We don’t have December ’06 data yet; but as of November ’06, there were a total of 8,103 financial advisors, which compares with 8,003 at the end of November ’05.
In 2006, as a firm, we focused more on organic growth and quality growth over that of quantity growth. Over the course of this period, with a modest increase in the number of FAs across the firm, client assets grew from $687 billion to $756 billion, and average revenue per FA is up dramatically to more than $600,000.

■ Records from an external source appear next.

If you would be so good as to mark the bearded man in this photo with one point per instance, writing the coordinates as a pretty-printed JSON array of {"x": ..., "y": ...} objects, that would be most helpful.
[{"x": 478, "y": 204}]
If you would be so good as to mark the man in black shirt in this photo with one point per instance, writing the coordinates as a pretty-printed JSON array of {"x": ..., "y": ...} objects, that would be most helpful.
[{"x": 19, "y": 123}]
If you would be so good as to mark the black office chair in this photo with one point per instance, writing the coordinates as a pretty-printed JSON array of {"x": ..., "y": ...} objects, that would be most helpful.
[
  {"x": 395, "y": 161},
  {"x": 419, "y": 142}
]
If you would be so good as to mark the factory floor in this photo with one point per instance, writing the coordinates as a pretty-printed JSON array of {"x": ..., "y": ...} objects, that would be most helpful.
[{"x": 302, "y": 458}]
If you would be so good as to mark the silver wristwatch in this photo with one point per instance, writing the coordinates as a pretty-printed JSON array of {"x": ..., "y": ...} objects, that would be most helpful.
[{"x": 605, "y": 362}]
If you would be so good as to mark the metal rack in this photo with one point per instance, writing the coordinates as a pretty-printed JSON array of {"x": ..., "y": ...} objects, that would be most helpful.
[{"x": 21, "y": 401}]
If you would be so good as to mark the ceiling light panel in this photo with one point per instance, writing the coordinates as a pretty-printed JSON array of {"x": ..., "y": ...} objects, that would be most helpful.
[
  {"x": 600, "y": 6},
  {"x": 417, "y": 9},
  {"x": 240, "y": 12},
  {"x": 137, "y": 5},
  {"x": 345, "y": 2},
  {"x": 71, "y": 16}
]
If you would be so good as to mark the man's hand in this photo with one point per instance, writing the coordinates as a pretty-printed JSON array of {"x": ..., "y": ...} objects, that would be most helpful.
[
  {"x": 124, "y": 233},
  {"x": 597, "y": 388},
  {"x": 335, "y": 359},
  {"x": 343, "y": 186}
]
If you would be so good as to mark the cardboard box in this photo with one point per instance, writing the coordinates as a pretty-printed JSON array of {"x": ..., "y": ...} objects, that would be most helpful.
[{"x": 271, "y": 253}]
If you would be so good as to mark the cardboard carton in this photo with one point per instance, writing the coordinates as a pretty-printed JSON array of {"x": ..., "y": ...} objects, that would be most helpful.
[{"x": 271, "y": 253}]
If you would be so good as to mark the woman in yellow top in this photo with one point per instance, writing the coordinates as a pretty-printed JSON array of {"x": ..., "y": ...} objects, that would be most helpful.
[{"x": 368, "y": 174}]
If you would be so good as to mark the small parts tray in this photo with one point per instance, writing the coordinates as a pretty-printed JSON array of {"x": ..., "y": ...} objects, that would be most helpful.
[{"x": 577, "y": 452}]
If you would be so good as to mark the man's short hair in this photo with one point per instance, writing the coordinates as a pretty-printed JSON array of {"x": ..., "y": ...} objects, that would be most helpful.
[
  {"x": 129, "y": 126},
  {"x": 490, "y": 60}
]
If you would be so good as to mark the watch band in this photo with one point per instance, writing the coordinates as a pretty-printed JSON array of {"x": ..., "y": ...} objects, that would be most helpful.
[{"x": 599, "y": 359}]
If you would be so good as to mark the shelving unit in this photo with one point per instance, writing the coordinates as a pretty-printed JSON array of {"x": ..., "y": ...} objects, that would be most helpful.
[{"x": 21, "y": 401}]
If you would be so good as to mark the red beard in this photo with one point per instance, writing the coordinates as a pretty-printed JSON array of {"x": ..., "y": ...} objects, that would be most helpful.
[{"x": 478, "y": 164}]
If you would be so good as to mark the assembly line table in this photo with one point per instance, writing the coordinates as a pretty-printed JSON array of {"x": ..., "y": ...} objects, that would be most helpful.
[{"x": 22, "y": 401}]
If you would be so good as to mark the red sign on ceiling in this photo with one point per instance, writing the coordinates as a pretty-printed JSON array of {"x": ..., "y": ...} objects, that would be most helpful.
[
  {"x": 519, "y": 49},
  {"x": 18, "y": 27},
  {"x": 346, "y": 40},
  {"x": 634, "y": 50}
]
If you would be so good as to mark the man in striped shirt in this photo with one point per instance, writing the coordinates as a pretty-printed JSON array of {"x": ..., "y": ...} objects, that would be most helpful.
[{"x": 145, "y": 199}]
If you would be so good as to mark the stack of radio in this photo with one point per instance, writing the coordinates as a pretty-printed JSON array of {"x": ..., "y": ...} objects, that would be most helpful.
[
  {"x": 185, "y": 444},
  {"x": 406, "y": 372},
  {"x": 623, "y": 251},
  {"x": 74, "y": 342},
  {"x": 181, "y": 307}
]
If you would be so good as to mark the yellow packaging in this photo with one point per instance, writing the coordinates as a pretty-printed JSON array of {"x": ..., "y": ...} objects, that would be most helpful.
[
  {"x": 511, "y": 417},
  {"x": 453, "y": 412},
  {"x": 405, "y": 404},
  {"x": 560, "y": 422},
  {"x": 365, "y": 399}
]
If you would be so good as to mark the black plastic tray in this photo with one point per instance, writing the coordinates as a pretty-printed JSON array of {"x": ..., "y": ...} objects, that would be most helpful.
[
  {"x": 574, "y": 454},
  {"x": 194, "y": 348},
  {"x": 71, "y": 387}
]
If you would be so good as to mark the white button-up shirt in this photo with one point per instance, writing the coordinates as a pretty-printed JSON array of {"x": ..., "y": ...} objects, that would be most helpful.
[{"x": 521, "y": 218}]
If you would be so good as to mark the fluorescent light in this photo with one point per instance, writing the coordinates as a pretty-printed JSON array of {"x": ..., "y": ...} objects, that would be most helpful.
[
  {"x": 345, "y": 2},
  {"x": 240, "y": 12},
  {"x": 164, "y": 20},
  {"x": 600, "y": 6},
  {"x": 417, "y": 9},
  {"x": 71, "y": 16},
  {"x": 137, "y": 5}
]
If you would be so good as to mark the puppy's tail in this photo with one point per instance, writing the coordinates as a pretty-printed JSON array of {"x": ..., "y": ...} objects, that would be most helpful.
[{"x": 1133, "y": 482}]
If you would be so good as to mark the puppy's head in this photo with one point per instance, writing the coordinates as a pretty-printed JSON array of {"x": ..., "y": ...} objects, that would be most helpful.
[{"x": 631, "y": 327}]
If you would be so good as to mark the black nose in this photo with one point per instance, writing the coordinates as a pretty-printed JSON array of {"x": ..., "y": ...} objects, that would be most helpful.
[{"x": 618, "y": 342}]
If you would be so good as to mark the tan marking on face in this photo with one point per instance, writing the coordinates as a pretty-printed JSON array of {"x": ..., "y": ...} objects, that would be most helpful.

As you know, Wachovia Securities is comprised of three main business channels, and we recruited over 300 experienced advisors just in our PCG channel in 2006. Our retention has never been better and is a record for Wall Street. We hire about 300 trainees per year.
What is the plan for ’07?
We plan to grow our net PCG headcount by 200 advisors year over year. Our target is $500,000-plus, and we are interested in recruiting those financial advisors who want to grow their fee-based business.
We have a centralized recruiting effort headed by Chip Walker, our director of FA integration. Our recruiting structure has been extremely successful, and we are not anticipating making any changes in 2007.
Can you speak about specific productivity achievements in 2006?
Our advisor productivity grew to over $600,000 per advisor and our fee-based business was a primary driver of this, growing at over 20 percent, twice the rate of the industry.
[Margins have improved because of] the productivity growth of advisors and growth in our fee-based and FDIC business.
How does Wachovia continue to differentiate itself?
First, we are the most advisor-centric firm in the industry. We continue to draw a record number of financial advisors who are clearly attracted to our multi-business channel structure, which allows FAs to service clients in the way that suits them best. The firm is bottoms-up rather than top-down. Secondly, our culture is second to none, which is a testament to why our retention is so high.